Gevangenschap en censuur
Na de Duitse inval in Nederland in mei 1940 neemt het bestuur in de West maatregelen tegen vijandige invloeden. Er komt censuur op de post en de pers.
Alle Duitsers – ook enkele Joden – en andere mogelijk staatsgevaarlijke personen worden gevangengezet. In Suriname zijn dat onder meer de zeer geliefde Duitse zendelingen van de Evangelische Broeder Gemeente.
'De Duitsers waren in onze ogen de weldoeners. De Nederlanders waren de kolonisten. Je sympathiseerde natuurlijk met de mensen waaraan je iets te danken had. Vooral de ouderen begrepen niet dat de Duitse zendelingen werden geïnterneerd.

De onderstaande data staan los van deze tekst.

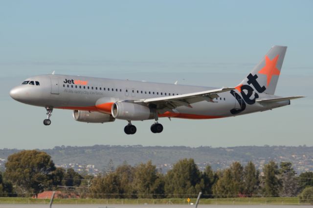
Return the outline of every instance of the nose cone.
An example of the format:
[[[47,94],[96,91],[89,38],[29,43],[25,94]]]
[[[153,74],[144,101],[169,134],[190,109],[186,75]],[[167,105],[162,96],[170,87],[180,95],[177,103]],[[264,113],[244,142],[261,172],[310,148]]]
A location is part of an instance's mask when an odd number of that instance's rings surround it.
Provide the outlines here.
[[[10,91],[10,96],[16,101],[22,102],[25,98],[25,90],[22,86],[18,86]]]

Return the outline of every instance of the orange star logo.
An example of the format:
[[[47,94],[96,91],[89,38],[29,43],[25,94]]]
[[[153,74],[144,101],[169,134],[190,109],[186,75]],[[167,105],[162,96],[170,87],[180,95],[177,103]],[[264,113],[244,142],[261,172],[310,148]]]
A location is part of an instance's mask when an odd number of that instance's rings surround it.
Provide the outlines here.
[[[272,60],[271,60],[268,56],[265,56],[265,66],[259,71],[259,74],[263,74],[267,76],[268,86],[269,85],[272,76],[279,75],[280,74],[280,71],[276,67],[276,64],[278,61],[278,56],[279,55],[277,55]]]

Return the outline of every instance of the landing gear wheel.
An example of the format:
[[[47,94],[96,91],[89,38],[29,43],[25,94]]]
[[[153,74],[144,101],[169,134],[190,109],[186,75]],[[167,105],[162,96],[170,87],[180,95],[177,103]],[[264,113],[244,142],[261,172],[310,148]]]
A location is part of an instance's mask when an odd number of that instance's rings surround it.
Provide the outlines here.
[[[134,134],[137,131],[137,128],[134,125],[128,125],[124,128],[124,131],[126,134]]]
[[[151,125],[150,129],[153,133],[161,133],[163,131],[163,125],[161,124],[154,124]]]
[[[51,120],[50,119],[45,119],[44,120],[44,125],[49,125],[51,124]]]

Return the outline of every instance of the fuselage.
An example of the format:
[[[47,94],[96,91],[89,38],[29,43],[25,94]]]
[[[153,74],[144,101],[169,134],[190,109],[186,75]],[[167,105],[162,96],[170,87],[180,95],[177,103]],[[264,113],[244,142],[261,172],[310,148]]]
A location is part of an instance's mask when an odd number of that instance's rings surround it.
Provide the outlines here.
[[[33,81],[34,84],[29,82],[25,84],[27,81]],[[108,114],[111,112],[110,104],[117,101],[164,97],[217,88],[61,75],[37,76],[26,79],[23,83],[10,92],[13,99],[22,103],[38,106]],[[266,110],[289,104],[281,102],[265,107],[257,103],[247,104],[244,111],[234,115],[231,110],[240,109],[241,106],[233,93],[225,92],[218,96],[213,102],[195,103],[191,105],[192,107],[180,106],[172,111],[159,113],[159,117],[219,118]],[[260,94],[260,97],[262,96]],[[106,105],[106,104],[109,104]]]

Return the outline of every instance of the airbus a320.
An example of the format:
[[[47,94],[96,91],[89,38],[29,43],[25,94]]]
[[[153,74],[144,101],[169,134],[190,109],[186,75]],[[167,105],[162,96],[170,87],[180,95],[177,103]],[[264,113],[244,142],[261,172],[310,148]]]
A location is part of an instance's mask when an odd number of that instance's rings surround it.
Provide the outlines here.
[[[10,95],[21,103],[44,107],[50,125],[54,108],[73,110],[74,119],[86,123],[154,120],[151,130],[163,131],[161,117],[190,119],[225,118],[263,111],[290,104],[303,96],[274,95],[287,47],[274,46],[251,73],[234,87],[215,88],[97,78],[45,75],[26,79]]]

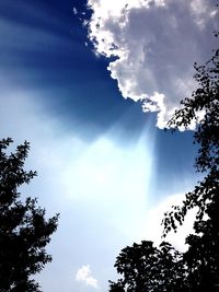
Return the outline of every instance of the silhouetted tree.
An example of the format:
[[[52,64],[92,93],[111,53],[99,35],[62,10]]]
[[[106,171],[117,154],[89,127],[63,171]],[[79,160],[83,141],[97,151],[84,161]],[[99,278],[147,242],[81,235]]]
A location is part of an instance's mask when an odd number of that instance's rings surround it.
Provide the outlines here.
[[[195,63],[195,70],[198,89],[181,102],[169,127],[189,128],[196,122],[194,143],[199,149],[194,167],[205,176],[185,195],[182,207],[173,206],[163,220],[165,236],[197,208],[194,234],[186,237],[188,249],[181,255],[168,243],[154,248],[151,242],[126,247],[115,264],[123,278],[111,282],[112,292],[219,291],[219,49],[205,66]]]
[[[152,242],[142,241],[124,248],[115,267],[123,278],[110,281],[111,292],[186,292],[183,281],[186,270],[180,254],[171,244],[163,242],[159,248]]]
[[[184,261],[188,267],[192,291],[219,291],[219,49],[205,66],[195,65],[199,86],[192,98],[182,102],[170,126],[188,127],[197,120],[194,143],[199,144],[195,162],[205,177],[186,194],[182,207],[173,207],[163,220],[164,235],[183,224],[187,211],[197,208],[195,234],[188,235]],[[199,119],[199,113],[205,115]]]
[[[57,229],[58,214],[46,219],[37,200],[22,200],[19,188],[36,172],[26,172],[24,161],[30,144],[24,142],[9,153],[12,139],[0,141],[0,291],[41,291],[31,277],[51,261],[45,247]]]

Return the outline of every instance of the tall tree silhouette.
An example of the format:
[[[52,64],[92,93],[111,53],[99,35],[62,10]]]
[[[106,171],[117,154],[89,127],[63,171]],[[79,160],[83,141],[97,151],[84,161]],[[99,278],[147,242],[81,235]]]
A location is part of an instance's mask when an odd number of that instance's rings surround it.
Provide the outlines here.
[[[173,206],[162,222],[165,237],[196,207],[195,233],[186,237],[188,249],[184,254],[168,243],[154,248],[151,242],[142,242],[123,249],[115,264],[123,278],[110,282],[112,292],[219,291],[219,49],[206,65],[195,63],[195,70],[198,89],[181,102],[182,108],[175,112],[169,127],[189,128],[195,121],[194,143],[199,149],[194,167],[205,176],[185,195],[182,207]]]
[[[12,139],[0,141],[0,291],[41,291],[31,277],[51,260],[45,247],[57,229],[58,214],[45,218],[37,200],[22,200],[19,188],[36,172],[24,170],[30,144],[24,142],[9,153]]]
[[[198,121],[194,135],[194,143],[199,144],[195,168],[205,177],[186,194],[181,208],[174,207],[165,214],[164,235],[183,224],[189,209],[197,208],[195,235],[187,236],[189,248],[184,255],[188,280],[193,291],[219,291],[219,49],[205,66],[195,65],[195,69],[199,86],[192,98],[182,102],[183,108],[175,112],[169,125],[188,127],[192,120]],[[205,115],[199,120],[200,112]]]

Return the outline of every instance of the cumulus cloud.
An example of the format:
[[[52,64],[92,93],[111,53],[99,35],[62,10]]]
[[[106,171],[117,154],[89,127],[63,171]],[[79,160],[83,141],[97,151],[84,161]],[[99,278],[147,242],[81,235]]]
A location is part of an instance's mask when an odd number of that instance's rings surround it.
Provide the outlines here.
[[[97,280],[92,276],[90,266],[82,266],[76,275],[76,281],[85,282],[87,285],[99,288]]]
[[[195,89],[195,61],[214,48],[218,13],[214,1],[89,0],[89,37],[95,52],[115,57],[111,77],[124,98],[157,112],[159,128]],[[210,42],[212,43],[210,45]]]

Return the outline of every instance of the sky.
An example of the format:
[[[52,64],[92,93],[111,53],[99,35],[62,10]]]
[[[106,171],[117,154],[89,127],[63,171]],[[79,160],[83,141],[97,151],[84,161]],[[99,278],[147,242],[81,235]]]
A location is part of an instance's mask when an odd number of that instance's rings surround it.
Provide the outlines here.
[[[107,291],[122,248],[160,242],[198,179],[193,130],[163,128],[217,25],[211,0],[0,1],[1,138],[31,142],[22,192],[60,212],[44,292]],[[192,218],[169,236],[181,250]]]

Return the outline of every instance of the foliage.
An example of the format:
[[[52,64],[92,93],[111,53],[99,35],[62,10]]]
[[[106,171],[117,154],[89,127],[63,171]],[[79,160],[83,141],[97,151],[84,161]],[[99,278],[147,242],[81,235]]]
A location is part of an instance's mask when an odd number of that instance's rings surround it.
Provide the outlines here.
[[[115,264],[123,278],[111,282],[112,292],[219,291],[219,49],[205,66],[195,63],[195,70],[198,87],[181,102],[169,127],[188,129],[196,122],[194,143],[199,149],[194,167],[205,176],[186,194],[182,207],[173,206],[162,222],[165,237],[196,207],[195,233],[186,237],[184,254],[168,243],[159,248],[151,242],[124,248]]]
[[[115,267],[123,279],[117,283],[110,281],[112,292],[187,291],[186,282],[182,281],[186,272],[182,255],[166,242],[159,248],[152,242],[134,243],[120,252]]]
[[[10,138],[0,141],[0,291],[39,291],[31,276],[51,261],[45,247],[57,229],[58,214],[46,220],[36,199],[22,201],[19,188],[36,172],[24,170],[30,144],[25,141],[9,154],[12,142]]]

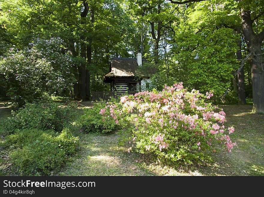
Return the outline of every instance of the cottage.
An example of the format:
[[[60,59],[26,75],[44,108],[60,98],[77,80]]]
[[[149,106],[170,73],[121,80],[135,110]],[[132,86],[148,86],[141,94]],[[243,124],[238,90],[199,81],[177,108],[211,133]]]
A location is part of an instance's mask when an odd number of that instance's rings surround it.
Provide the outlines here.
[[[146,90],[151,83],[150,77],[155,73],[154,69],[144,65],[147,62],[142,59],[140,52],[136,58],[113,58],[110,72],[105,75],[104,81],[111,83],[112,91],[134,94]]]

Ook vanuit andere landen naar Suriname
Op de Antillen en Aruba vinden velen het ook moeilijk hun Duitse buren als vijanden te zien. Ze moeten naar een kamp op Bonaire en Kamp Copieweg in Suriname. De Duitsers worden in het kamp niet slecht behandeld.
Ook in Nederlands-Indië zijn in mei 1940 Nederlanders gevangen gezet waarvan men dacht dat ze pro-Duits waren. In 1942 worden ze naar Suriname overgebracht. Voor hen wordt een apart kamp ingericht in het afgelegen Jodensavanne. Hun behandeling is slecht.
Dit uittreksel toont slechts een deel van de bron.